CALET captures charge-sign dependent cosmic ray modulation
by Staff Writers
Tokyo, Japan (SPX) Jun 09, 2023
The movement of cosmic ray particles across space, such as electrons and protons, is influenced by the Sun's magnetic field, causing fluctuations in the intensity of galactic cosmic rays (GCRs) reaching Earth in response to the solar cycle. During periods of low solar activity, such as the solar minimum, more GCRs have been observed to reach Earth compared to that for periods of high solar activity. This inverse correlation between the GCR-flux and solar activity is known as "solar modulation."
Specifically, the intensity of GCRs on Earth is affected by the tilt angle of the heliospheric current sheet (HCS), a spiral surface separating the direction of oppositely directed magnetic field lines originating from the poles of the Sun. As the tilt angle of the HCS increases, the intensity of cosmic rays on Earth decreases.
According to the drift model of GCR transport in the heliosphere, the negatively charged electrons in GCRs tend to travel along the HCS to reach Earth if the magnetic field is directed away from the Sun in the northern hemisphere, and towards the Sun in the southern hemisphere. In contrast, the positively charged protons reach Earth from the heliospheric polar region, suggesting that GCR electrons are more affected by solar modulation than the protons as they travel through the HCS to reach Earth.

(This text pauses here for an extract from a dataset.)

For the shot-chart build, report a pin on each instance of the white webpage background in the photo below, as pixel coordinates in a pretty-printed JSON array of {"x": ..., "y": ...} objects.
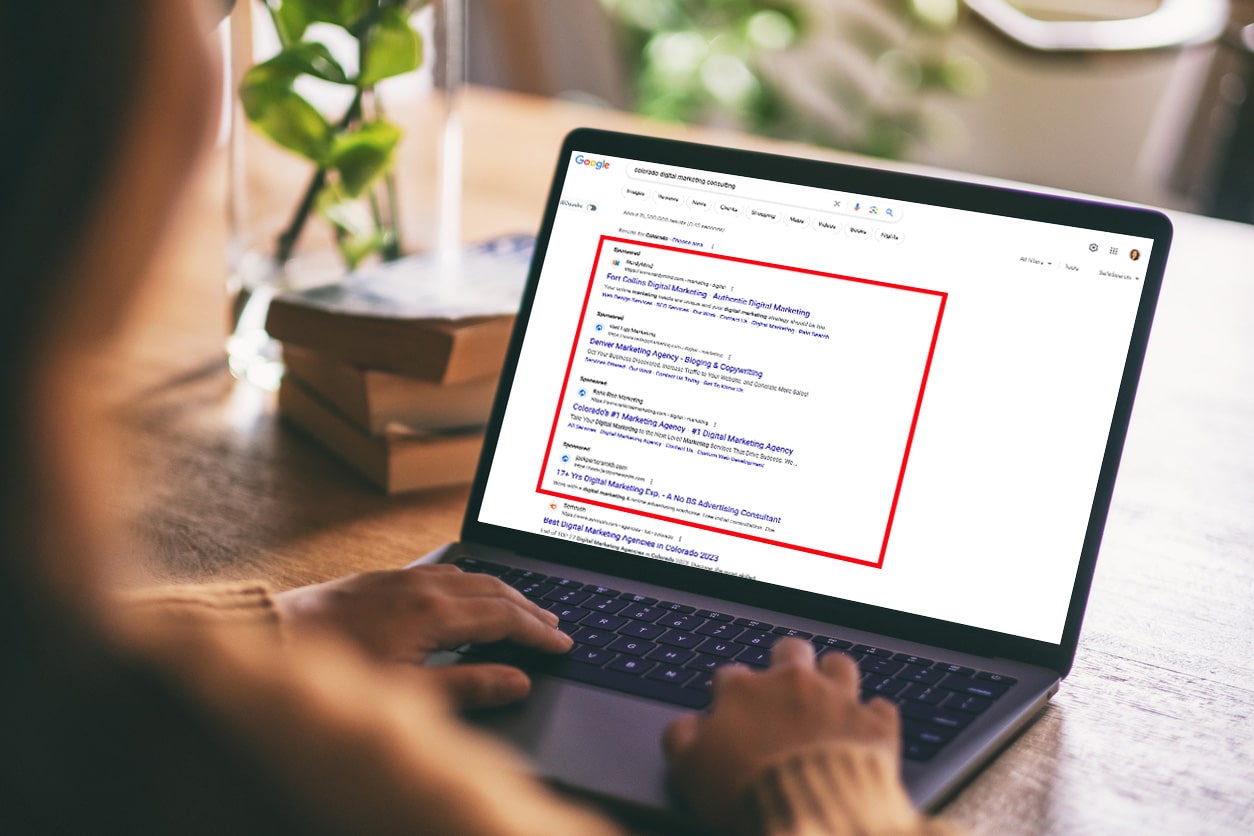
[
  {"x": 1012, "y": 429},
  {"x": 828, "y": 387}
]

While previous observations of cosmic ray particles made aboard space balloons and in space experiments show differences between the fluxes of positively and negatively charged GCR particles during the solar cycle, it is unclear whether the particle charge plays any role in the anticorrelation between GCR intensity and the tilt angle of the HCS.
Now, in a recent observation of GCR charged particles made with the CALorimetric Electron Telescope (CALET) onboard the International Space Station's "Kibo" Exposed Facility (EF) over a period of six years, researchers have revealed that this anticorrelation is, in fact, more prominent for electrons than for protons.
The study, published in Volume 130, Issue 21 of the Physical Review Letters journal on May 25, 2023, was co-led by three researchers from Japan, Associate Professor Yosui Akaike of the Waseda Research Institute for Science and Engineering (RISE) at Waseda University, Associate Professor Shoko Miyake of the National Institute of Technology (KOSEN) at Ibaraki College, and Professor Kazuoki Munakata of Shinshu University. It also included contributions from Professor Emeritus Shoji Torii from RISE. "Using CALET, we successfully observed a charge-sign dependent solar modulation of GCRs over six years," says Akaike.
The researchers analyzed over 0.77 million electrons and 1.26 million protons collected in about 196 and 197 hours, respectively, over a six-year period from 2015 to 2021, which coincided with the end of solar cycle 24 and the beginning of solar cycle 25, the current solar cycle.
The findings indicated that during the low activity state of the Sun towards the end of solar cycle 24, characterized by a reduction in the number of sunspots and HCS tilt angle, both electron and proton count rates were low but gradually increasing. This trend continued with the onset of solar cycle 25, reaching its peak in electron count rate six months after the beginning of the cycle in December 2019.
Thereafter, both electron and proton count rates gradually decreased as the Sun's activity and HCS tilt angle increased. Furthermore, the results showed that the variation in the count rates of electrons was significantly higher than that of protons during this period, suggesting that electrons are more susceptible to the effects of solar modulation, as predicted by the drift model.
"This is a clear signature of the drift effect dominating the long-term solar modulation of GCRs observed with a single detector," highlights Akaike.
Overall, analyzing GCRs can shed important light on the composition of the universe and the acceleration mechanisms of high-energy particles observed in cosmic rays. Thus, the observations made by CALET could help better understand the space weather and its effects on the possibility of potential life on the Moon and other planets, like Mars.